Melvyn Bragg starts each episode with a short summary of the week's topic. He then introduces the three academics on that particular topic. One of the specialists is invited to begin the proceedings, and then Bragg advances the discussion by inviting another of the guests to answer a question. This continues along a preplanned route until the end of the programme is in sight. Bragg then either winds the programme up himself or allows a remark from one of the specialists to be the concluding statement.
It is normally broadcast live and unedited on Thursday mornings at 9am, lasting around 42 minutes; a shortened repeat airs at 9.30pm the same evening. Since 2005, the programme has also been made available as a podcast from the BBC website and iTunes for one week after broadcast.
In Our Time was conceived by Bragg after he was forced to quit his decade-long role as presenter for Start the Week due to a perceived conflict of interest arising from his 1998 appointment as a Labour life peer.[1] He was offered the Thursday "death-slot" and decided he would "do what [he] always wanted to do," expecting the show would last about six months.[1] By September 1999, he had taken a time slot that was attracting an audience of 600,000 and grew it to 1.5 million.[2]
On Thursday 25 March 1999, In Our Time broadcast a "special literary edition" featuring exiled Chilean writer Ariel Dorfman; the episode was part of the BBC coverage of "The Word", London's first international literary festival.[3]
In 2005 listeners were invited to vote in a poll for the greatest philosopher in history. The winner was the subject of the final programme before the summer break. The vote was won by Karl Marx with 27.9% of the votes. Other shortlisted figures were David Hume (12.7%), Ludwig Wittgenstein (6.8%), Friedrich Nietzsche (6.5%), Plato (5.6%), Immanuel Kant (5.6%), Thomas Aquinas (4.8%), Socrates (4.8%), Aristotle (4.5%) and Karl Popper (4.2%).[4]

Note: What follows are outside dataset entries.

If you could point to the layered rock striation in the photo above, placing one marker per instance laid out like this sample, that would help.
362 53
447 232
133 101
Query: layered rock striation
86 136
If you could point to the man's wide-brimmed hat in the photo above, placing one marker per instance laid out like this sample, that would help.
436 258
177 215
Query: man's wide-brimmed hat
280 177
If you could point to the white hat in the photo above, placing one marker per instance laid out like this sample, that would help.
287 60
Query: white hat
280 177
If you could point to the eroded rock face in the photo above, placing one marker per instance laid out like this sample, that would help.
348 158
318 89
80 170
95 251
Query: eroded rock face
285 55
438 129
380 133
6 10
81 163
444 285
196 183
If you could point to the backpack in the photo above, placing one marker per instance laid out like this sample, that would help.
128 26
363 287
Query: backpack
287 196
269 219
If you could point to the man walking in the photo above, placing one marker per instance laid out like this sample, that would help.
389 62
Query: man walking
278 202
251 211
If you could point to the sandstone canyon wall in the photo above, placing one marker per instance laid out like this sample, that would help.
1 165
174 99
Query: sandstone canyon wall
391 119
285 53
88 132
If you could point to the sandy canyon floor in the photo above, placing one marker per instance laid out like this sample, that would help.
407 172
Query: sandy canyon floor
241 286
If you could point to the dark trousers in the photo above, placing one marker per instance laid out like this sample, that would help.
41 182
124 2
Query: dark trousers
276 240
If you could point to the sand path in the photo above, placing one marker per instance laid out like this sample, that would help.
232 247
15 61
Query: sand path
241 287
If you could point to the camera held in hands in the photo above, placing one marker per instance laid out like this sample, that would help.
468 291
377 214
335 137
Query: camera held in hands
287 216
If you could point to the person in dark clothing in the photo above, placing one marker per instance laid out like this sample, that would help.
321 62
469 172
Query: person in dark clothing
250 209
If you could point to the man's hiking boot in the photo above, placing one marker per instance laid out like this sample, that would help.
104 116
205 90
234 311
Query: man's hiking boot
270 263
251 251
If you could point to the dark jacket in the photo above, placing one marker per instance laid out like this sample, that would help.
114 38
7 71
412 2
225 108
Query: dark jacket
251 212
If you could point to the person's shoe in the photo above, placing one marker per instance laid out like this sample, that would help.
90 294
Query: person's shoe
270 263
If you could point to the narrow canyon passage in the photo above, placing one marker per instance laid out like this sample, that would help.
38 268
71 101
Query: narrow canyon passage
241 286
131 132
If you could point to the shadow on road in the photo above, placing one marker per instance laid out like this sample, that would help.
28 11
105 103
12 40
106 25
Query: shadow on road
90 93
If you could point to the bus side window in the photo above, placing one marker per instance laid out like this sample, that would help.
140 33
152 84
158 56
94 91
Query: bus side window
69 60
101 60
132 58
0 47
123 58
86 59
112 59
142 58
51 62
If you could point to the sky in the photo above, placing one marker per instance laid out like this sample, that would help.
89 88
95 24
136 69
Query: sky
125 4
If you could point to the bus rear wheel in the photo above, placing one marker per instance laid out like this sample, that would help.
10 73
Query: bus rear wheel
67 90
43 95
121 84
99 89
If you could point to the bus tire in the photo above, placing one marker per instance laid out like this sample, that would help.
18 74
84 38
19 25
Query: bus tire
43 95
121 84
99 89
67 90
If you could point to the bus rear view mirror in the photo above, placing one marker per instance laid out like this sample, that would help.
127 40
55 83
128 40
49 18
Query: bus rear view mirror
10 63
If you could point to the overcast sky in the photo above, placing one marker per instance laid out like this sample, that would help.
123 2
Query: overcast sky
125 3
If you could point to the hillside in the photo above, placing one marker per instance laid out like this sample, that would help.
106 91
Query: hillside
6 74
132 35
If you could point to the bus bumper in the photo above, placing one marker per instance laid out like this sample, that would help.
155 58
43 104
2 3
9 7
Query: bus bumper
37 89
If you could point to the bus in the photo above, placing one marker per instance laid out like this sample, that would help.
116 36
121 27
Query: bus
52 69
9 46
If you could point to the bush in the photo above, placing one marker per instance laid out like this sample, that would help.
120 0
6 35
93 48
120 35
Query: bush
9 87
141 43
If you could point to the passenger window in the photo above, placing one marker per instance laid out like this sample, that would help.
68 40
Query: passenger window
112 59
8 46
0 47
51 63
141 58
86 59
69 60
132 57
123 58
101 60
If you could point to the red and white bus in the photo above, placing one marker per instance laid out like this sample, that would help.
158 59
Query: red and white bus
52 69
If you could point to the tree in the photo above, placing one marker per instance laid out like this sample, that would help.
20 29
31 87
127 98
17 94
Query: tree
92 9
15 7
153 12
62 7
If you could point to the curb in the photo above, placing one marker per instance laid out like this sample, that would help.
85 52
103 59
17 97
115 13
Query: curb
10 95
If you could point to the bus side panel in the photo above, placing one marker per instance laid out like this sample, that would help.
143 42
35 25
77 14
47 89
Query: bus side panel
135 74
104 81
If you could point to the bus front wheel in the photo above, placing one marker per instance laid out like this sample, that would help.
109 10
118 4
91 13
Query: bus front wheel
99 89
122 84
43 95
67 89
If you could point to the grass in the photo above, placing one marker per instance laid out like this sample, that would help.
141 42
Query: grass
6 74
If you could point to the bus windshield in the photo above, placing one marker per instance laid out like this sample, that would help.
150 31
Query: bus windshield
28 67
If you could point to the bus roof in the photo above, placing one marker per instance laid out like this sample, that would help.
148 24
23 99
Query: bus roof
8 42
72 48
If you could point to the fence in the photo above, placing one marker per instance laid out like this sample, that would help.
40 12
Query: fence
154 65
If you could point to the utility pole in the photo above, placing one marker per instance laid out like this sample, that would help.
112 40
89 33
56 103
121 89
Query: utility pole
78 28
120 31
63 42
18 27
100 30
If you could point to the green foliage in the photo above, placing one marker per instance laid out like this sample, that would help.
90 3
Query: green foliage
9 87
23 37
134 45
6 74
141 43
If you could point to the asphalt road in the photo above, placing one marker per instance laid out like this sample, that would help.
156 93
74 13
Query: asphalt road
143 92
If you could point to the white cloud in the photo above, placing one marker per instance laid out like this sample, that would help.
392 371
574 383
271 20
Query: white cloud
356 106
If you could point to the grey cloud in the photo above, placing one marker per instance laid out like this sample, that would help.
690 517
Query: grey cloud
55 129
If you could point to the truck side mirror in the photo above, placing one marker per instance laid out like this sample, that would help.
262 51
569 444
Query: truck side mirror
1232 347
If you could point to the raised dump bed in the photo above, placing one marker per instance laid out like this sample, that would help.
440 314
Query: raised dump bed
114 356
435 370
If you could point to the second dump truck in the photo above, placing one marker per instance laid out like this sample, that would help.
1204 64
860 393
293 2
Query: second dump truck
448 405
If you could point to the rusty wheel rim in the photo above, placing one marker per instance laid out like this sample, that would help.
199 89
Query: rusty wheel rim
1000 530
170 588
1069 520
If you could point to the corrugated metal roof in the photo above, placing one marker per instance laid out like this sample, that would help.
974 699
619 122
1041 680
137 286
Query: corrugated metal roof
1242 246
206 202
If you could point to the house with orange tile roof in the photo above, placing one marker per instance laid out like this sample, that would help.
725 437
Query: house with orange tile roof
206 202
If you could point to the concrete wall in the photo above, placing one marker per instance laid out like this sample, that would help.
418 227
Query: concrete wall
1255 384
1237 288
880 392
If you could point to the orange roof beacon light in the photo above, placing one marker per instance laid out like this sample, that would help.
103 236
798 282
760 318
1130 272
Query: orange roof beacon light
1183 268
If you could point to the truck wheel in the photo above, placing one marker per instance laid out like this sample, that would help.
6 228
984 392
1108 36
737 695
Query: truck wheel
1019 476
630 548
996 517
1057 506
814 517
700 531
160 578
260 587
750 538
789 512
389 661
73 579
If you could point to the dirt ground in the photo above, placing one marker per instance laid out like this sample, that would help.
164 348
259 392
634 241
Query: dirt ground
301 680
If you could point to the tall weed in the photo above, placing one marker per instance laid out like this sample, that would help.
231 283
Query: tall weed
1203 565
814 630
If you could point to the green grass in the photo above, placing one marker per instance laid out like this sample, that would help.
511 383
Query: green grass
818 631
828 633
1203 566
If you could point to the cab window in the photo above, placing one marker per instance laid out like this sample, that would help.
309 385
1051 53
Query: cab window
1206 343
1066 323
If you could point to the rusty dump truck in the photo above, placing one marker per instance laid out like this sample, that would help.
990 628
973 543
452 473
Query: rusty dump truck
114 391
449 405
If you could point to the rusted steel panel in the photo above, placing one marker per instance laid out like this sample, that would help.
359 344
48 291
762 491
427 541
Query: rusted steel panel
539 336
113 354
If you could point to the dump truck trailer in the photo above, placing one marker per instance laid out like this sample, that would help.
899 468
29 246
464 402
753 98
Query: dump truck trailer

In November 2009, the BBC announced that In Our Time will be one of the first programmes to have its complete archive made accessible online.[5]
In a November 2009 interview, Bragg described how he prepares for each show:[1]
"It's not easy, but I like reading. I enjoy what was called swotting in my day. I get the notes late Friday afternoon for the following Thursday morning. I find all the spare time I can for reading, get up very early on a Thursday morning, have a final two hours of nervousness, and away we go."
The BBC website for the programme includes an archive of previous programmes, each available as streaming audio. The archive is divided into sections for the categories of science, religion, philosophy, history and culture, with another section for the programmes of the current series.[6]
Bragg has edited a book—also titled In Our Time—consisting of selected transcripts of episodes from the show.[7]